Les erreurs qui freinent la progression
J’en vois toujours les mêmes, et elles coûtent cher. Le sprint récompense la précision, pas l’acharnement. Si vous voulez vraiment gagner en vitesse, il faut éviter ces pièges dès le départ.
- Faire des répétitions trop longues alors que l’objectif est l’explosivité. Une séance qui ressemble à du fractionné classique n’entraîne pas la même chose.
- Accumuler la fatigue avant le travail rapide. Des jambes lourdes faussent complètement la séance.
- Négliger le renforcement, surtout les ischios, les fessiers et les mollets. Ce sont des zones décisives pour la transmission de force.
- Partir trop vite sur la première répétition et perdre toute la séance ensuite. Je préfère monter en intensité.
- Copier un volume de sprinteur élite sans avoir sa technique, sa récupération ni sa préparation physique.
- Ignorer les signaux de douleur, en particulier derrière la cuisse ou au tendon d’Achille. Le sprint pardonne mal l’à-peu-près.
Si une gêne apparaît franchement à l’arrière de la cuisse, je coupe immédiatement le travail rapide. Le bon réflexe, ce n’est pas de « passer au travers », c’est de garder la vitesse comme un outil de progression, pas comme une source de casse. C’est ce cadre que j’utiliserais ensuite pour construire une progression sur quelques semaines, sans surcharger la machine.
Le cadre simple que j’appliquerais sur six semaines
Si je devais repartir de zéro, je construirais la progression en trois temps: d’abord l’accélération courte, puis l’ajout de foulées lancées, enfin une réduction légère du volume pour laisser la vitesse s’exprimer. L’idée n’est pas de devenir « endurant du sprint », mais de laisser le système nerveux assimiler.
- Semaines 1 et 2: 6 à 8 répétitions de 10 à 20 m, avec un repos long et un travail technique propre.

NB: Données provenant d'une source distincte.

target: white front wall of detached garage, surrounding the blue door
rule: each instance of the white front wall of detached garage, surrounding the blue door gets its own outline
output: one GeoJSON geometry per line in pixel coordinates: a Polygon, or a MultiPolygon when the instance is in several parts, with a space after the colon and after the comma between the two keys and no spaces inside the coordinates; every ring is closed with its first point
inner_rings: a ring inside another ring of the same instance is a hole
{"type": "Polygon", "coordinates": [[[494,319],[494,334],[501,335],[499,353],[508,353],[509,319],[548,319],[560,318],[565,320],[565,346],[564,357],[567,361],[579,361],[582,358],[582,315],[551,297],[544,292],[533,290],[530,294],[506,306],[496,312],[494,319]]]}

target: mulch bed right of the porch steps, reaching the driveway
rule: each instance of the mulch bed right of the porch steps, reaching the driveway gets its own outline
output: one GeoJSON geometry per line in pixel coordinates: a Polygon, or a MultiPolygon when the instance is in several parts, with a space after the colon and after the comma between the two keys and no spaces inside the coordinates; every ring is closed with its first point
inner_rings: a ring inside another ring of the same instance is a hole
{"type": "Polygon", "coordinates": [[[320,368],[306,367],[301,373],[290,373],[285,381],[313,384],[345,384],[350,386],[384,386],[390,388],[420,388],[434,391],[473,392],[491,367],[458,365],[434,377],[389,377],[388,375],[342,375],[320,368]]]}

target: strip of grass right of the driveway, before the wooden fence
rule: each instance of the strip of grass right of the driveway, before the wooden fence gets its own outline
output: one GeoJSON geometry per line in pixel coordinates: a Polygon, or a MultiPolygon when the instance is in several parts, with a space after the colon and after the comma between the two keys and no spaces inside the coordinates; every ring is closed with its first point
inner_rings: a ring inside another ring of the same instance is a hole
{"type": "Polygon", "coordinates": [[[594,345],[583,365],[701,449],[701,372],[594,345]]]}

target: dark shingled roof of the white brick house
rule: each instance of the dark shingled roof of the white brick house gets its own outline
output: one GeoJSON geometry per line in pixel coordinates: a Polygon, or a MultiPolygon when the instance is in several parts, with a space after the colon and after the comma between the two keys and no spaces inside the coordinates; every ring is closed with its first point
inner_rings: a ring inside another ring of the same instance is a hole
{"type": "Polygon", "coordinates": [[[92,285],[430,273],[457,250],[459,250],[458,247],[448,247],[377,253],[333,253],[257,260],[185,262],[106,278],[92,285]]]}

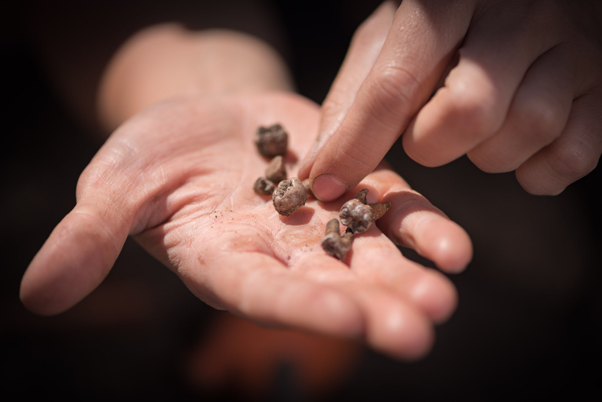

- Semaines 3 et 4: ajouter 3 à 5 foulées lancées de 20 à 30 m, en gardant les accélérations courtes.
- Semaine 5: réduire un peu le volume, garder l’intensité, introduire 4 à 6 côtes courtes si besoin.
- Semaine 6: alléger encore, tester la fraîcheur et comparer les sensations ou un chronométrage sur 20 à 30 m.
Je mesure volontiers le 30 m ou le flying 20 m si j’ai le matériel, mais je ne fais pas de la montre une obsession. Le bon indicateur, c’est souvent la combinaison d’une foulée plus propre, d’une meilleure relance et d’une récupération plus rapide entre les répétitions. Même pour un coureur outdoor, le sprint ne doit pas écraser le reste de la préparation: il complète le foncier, il ne le remplace pas.